The micronucleus frequencies of cultures treated with the concentrations of 125, 250, 500, 1000 and 2000 μg Sodium dihydrogen orthophosphate/ml medium (4-h exposure) in the presence of metabolic activation ranged from 2.5 to 4.5 micronucleated cells per 1000 bi nucleated cells. There was no dose-related increase in micronuclei up to the top concentration of 2000 μg/ml medium. The frequency of

micronucleated cells was within the historical control range of the untreated and vehicle controls.

Vehicle controls should give reproducibly low and consistent micronucleus frequencies. In this test a mean frequency of 3.5 micronucleated cells per 1000 binucleated cells was observed. The vehicle result was within the historical control ranges.
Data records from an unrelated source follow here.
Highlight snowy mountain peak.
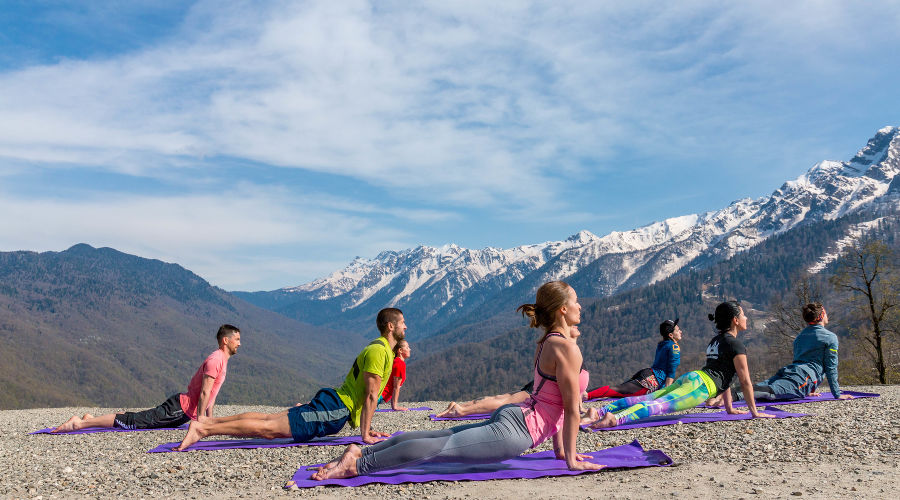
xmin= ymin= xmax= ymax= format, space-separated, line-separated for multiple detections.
xmin=566 ymin=230 xmax=599 ymax=244
xmin=257 ymin=126 xmax=900 ymax=337
xmin=849 ymin=126 xmax=898 ymax=168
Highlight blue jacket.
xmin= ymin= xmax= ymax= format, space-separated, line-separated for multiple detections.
xmin=651 ymin=340 xmax=681 ymax=385
xmin=791 ymin=324 xmax=841 ymax=398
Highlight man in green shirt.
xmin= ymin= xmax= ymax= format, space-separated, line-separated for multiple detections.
xmin=174 ymin=308 xmax=406 ymax=450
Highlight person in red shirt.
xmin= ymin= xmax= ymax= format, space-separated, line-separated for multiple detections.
xmin=51 ymin=325 xmax=240 ymax=432
xmin=380 ymin=340 xmax=411 ymax=410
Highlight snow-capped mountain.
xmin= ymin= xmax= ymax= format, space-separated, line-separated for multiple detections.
xmin=236 ymin=127 xmax=900 ymax=337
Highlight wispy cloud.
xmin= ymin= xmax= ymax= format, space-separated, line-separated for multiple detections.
xmin=0 ymin=0 xmax=898 ymax=289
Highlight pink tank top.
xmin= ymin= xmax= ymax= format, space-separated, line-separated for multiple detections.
xmin=516 ymin=334 xmax=590 ymax=447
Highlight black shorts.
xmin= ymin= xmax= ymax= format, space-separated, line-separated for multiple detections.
xmin=113 ymin=394 xmax=190 ymax=430
xmin=628 ymin=368 xmax=661 ymax=392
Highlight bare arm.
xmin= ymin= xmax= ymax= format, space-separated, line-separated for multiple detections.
xmin=195 ymin=375 xmax=216 ymax=419
xmin=390 ymin=376 xmax=408 ymax=411
xmin=360 ymin=372 xmax=389 ymax=443
xmin=732 ymin=354 xmax=773 ymax=418
xmin=551 ymin=340 xmax=603 ymax=471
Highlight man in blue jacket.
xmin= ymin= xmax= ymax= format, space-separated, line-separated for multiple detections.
xmin=710 ymin=303 xmax=853 ymax=404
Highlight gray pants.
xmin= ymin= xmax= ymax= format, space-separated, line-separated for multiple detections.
xmin=356 ymin=404 xmax=534 ymax=475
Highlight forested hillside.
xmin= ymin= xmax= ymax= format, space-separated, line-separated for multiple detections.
xmin=405 ymin=207 xmax=900 ymax=401
xmin=0 ymin=245 xmax=366 ymax=410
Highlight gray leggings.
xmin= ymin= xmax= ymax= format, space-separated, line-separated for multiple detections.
xmin=356 ymin=404 xmax=534 ymax=475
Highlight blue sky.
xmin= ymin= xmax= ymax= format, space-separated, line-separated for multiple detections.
xmin=1 ymin=1 xmax=899 ymax=291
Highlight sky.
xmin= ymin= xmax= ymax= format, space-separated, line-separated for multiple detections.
xmin=1 ymin=1 xmax=899 ymax=291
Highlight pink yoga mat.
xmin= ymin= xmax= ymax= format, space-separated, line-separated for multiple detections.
xmin=286 ymin=439 xmax=672 ymax=488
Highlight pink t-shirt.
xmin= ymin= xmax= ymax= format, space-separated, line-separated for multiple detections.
xmin=179 ymin=349 xmax=228 ymax=420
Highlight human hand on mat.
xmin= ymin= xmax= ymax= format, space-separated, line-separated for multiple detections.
xmin=567 ymin=454 xmax=604 ymax=471
xmin=362 ymin=429 xmax=389 ymax=444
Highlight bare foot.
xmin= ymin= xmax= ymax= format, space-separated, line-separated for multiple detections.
xmin=706 ymin=395 xmax=724 ymax=407
xmin=310 ymin=444 xmax=362 ymax=480
xmin=308 ymin=454 xmax=342 ymax=472
xmin=589 ymin=411 xmax=618 ymax=429
xmin=81 ymin=413 xmax=94 ymax=420
xmin=436 ymin=402 xmax=463 ymax=418
xmin=52 ymin=416 xmax=81 ymax=433
xmin=173 ymin=420 xmax=207 ymax=451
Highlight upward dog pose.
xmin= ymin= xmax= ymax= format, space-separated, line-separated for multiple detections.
xmin=380 ymin=340 xmax=412 ymax=411
xmin=590 ymin=301 xmax=774 ymax=429
xmin=312 ymin=281 xmax=604 ymax=480
xmin=707 ymin=303 xmax=854 ymax=406
xmin=435 ymin=383 xmax=532 ymax=419
xmin=53 ymin=324 xmax=241 ymax=432
xmin=174 ymin=308 xmax=406 ymax=450
xmin=585 ymin=318 xmax=682 ymax=399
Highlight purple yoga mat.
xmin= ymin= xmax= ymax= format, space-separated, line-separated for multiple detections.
xmin=376 ymin=406 xmax=432 ymax=412
xmin=583 ymin=406 xmax=807 ymax=432
xmin=286 ymin=439 xmax=672 ymax=488
xmin=31 ymin=423 xmax=189 ymax=435
xmin=148 ymin=432 xmax=404 ymax=453
xmin=697 ymin=390 xmax=879 ymax=409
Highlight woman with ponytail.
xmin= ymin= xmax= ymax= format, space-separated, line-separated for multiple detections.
xmin=311 ymin=281 xmax=602 ymax=481
xmin=589 ymin=300 xmax=774 ymax=429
In the positive control culture the micronucleus frequency was increased to 27 .0 micronucleated cells per 1000 binucleate cells for the 4-hour exposure. This demonstrated that cyclophosphamide induced significant chromosomal damage.

Conclusion

Under the present test conditions, Sodium dihydrogen orthophosphate tested up to a concentration of 2000 μg/ml medium in the absence and in the presence of metabolic activation employing two exposure times (without S9) and one exposure time (with S9) revealed no indications of chromosomal damage in the in vitro micronucleus test.

The results for the vehicle controls were within historical control range.

In the same test, Mitomycin C and cyclophosphamide induced significant chromosomal damage and colchicine induced significant damage to the cell division apparatus, respectively. Therefore, the test is considered valid.